Qualcomm's takeover of NXP has moved a major step closer after the company cleared a major hurdle.
In a letter to investors and the media, the US chipmaker disclosed that the reported $38bn deal has been passed by EU and Korean antitrust regulators. The announcement means that Qualcomm has now secured eight of the nine necessary regulators needed to complete the deal, with just Chinese approval to come.
In a statement, European Competition Commissioner Margrethe Vestager, who oversaw the deal in the EU, that the commission had identified a number of concerns around the deal, but was now satisfied that these had been addressed.
This includes the caveat that Qualcomm will have to provide the same level of interoperability between both its hardware and that of other companies for a period of eight years. Qualcomm will also not be able to acquire some of NXP's top patents surrounding NFC technology, which will instead be transferred to a third party.
“We use our smartphones for many different things and now also more and more as mobile wallets, to pay for public transport or make other secure payments,” she said.
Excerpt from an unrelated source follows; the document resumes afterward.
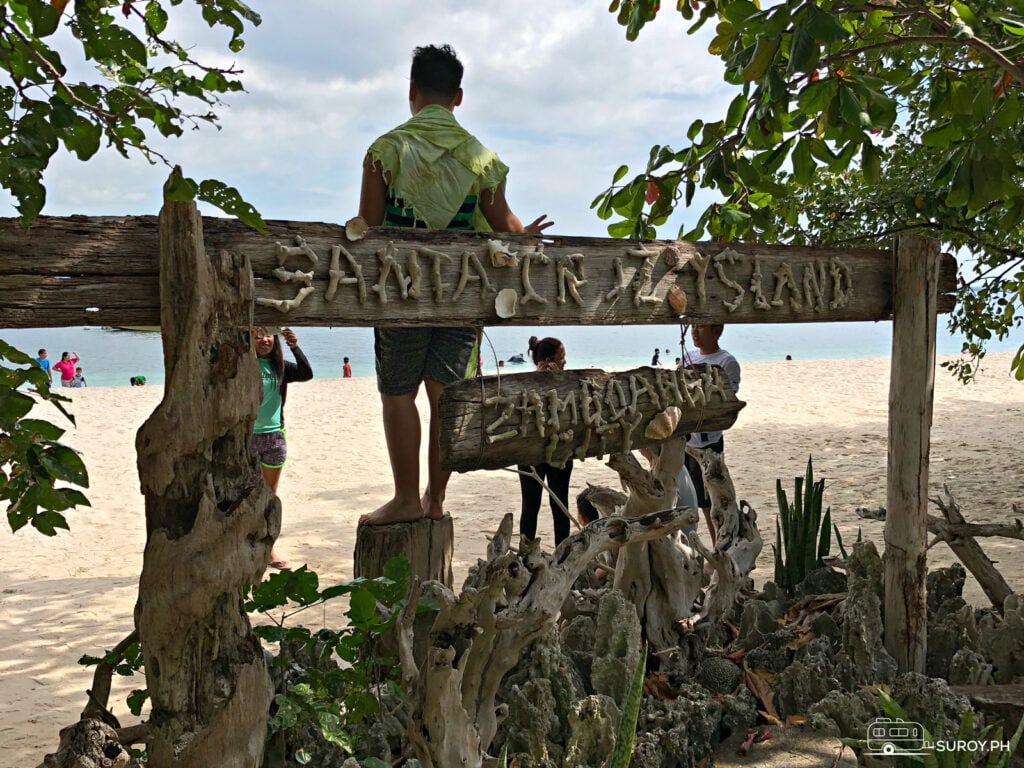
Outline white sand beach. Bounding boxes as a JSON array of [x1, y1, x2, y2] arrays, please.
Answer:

“With this decision, we ensure that Qualcomm’s takeover of NXP will not prevent consumers from continuing to enjoy the benefits of these innovative technologies at competitive prices.”
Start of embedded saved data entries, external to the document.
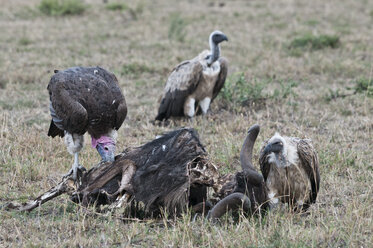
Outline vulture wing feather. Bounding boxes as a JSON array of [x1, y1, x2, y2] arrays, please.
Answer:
[[212, 57, 228, 101], [297, 139, 320, 204], [47, 103, 65, 137], [48, 74, 88, 136], [259, 140, 271, 181], [115, 101, 127, 130]]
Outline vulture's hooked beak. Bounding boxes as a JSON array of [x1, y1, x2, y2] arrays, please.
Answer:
[[263, 141, 287, 167], [222, 34, 228, 42], [263, 142, 283, 155], [263, 144, 273, 155], [96, 143, 116, 162]]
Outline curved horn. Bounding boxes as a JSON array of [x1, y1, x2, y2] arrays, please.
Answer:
[[207, 193, 251, 221], [240, 124, 260, 171], [239, 124, 264, 186]]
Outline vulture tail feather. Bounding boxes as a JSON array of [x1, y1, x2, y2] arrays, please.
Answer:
[[47, 121, 64, 137], [155, 90, 189, 121]]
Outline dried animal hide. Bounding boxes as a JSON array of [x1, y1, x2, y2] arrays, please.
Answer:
[[3, 128, 219, 217]]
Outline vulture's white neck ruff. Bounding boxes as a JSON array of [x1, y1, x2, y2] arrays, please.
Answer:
[[201, 59, 221, 76]]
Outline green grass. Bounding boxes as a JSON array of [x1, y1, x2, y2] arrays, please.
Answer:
[[39, 0, 86, 16], [120, 63, 155, 78], [221, 73, 267, 107], [288, 34, 340, 54], [105, 2, 127, 11], [304, 19, 319, 26], [18, 37, 32, 46], [272, 80, 299, 99], [324, 88, 345, 102], [168, 13, 187, 42], [324, 78, 373, 101], [220, 73, 298, 110], [353, 78, 373, 97]]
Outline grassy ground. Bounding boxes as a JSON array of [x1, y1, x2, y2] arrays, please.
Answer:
[[0, 0, 372, 246]]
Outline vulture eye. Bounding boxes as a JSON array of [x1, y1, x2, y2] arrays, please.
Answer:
[[104, 146, 109, 151]]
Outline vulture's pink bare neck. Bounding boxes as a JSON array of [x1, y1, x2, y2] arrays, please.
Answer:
[[91, 136, 115, 148]]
The announcement, made ahead of Qualcomm's annual stockholder meeting on March 6th, also slammed the "aggressive" takeover attempt made by Broadcom late last year, telling investors to reject the deal outright.
"For over 30 years, Qualcomm has pioneered the foundational technologies that have revolutionised how people connect and communicate with each other and the world around them," the letter read.
"Our success in leading each new transition in mobile technology is the result of our intense focus on always looking forward – developing transformative technologies, establishing ecosystems where our products thrive, and driving sustainable value creation."